Nalin · Post by **Nalin** » Tue Jan 19, 2010 5:12 am

Bug fixes:
http://irrlicht.pastebin.com/f73ea61b5

Mainly some bug fixes. I fixed a crash bug and I added a new operator=() function to solve an interesting recursion bug.

Also, I have created a new XML writer class to save XML in UTF-8 format. I then modified Irrlicht's XML reader to correctly convert unicode (Irrlicht cannot convert multi-byte unicode correctly). Finally, I modified CFileSystem::createXMLWriter() to create an instance of my UTF-8 XML writer class. The end result is that Irrlicht can load UTF-8, UTF-16, or UTF-32 encoded XML files and write UTF-8 XML files.

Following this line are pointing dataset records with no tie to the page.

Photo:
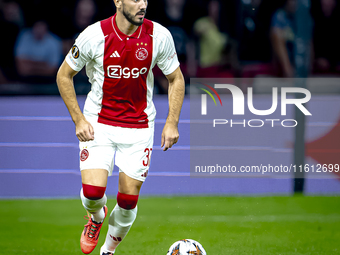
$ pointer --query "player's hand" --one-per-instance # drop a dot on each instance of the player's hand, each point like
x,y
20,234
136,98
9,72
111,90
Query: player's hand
x,y
84,130
170,136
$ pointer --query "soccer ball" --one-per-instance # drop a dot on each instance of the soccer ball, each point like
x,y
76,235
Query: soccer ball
x,y
186,247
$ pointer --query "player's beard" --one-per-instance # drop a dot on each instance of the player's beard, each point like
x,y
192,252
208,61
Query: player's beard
x,y
130,18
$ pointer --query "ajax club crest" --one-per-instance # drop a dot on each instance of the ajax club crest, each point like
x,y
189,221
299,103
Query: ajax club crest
x,y
141,54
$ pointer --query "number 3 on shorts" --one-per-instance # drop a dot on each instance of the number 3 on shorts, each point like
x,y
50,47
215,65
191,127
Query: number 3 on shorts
x,y
146,161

Here is a patch that includes all of those changes (including irrUString.h):
http://nalin.suckerfree.org/public/code ... utf8.patch

EDIT: Oops, I found an error in my UTF-8 validation routine that caused it to insert a mangled U+FFFD replacement character. I have fixed it and updated both links.

CuteAlien · Post by **CuteAlien** » Tue Jan 19, 2010 9:06 am

Thanks, great work again :-)
I suppose you are using some test-codes for development. If you could post those also, it would be easier for others checking the patch out. Although we're still all deep in 1.7 release-fixing currently, so please be patient (also I'm even deeper in finishing a day-project this weeks).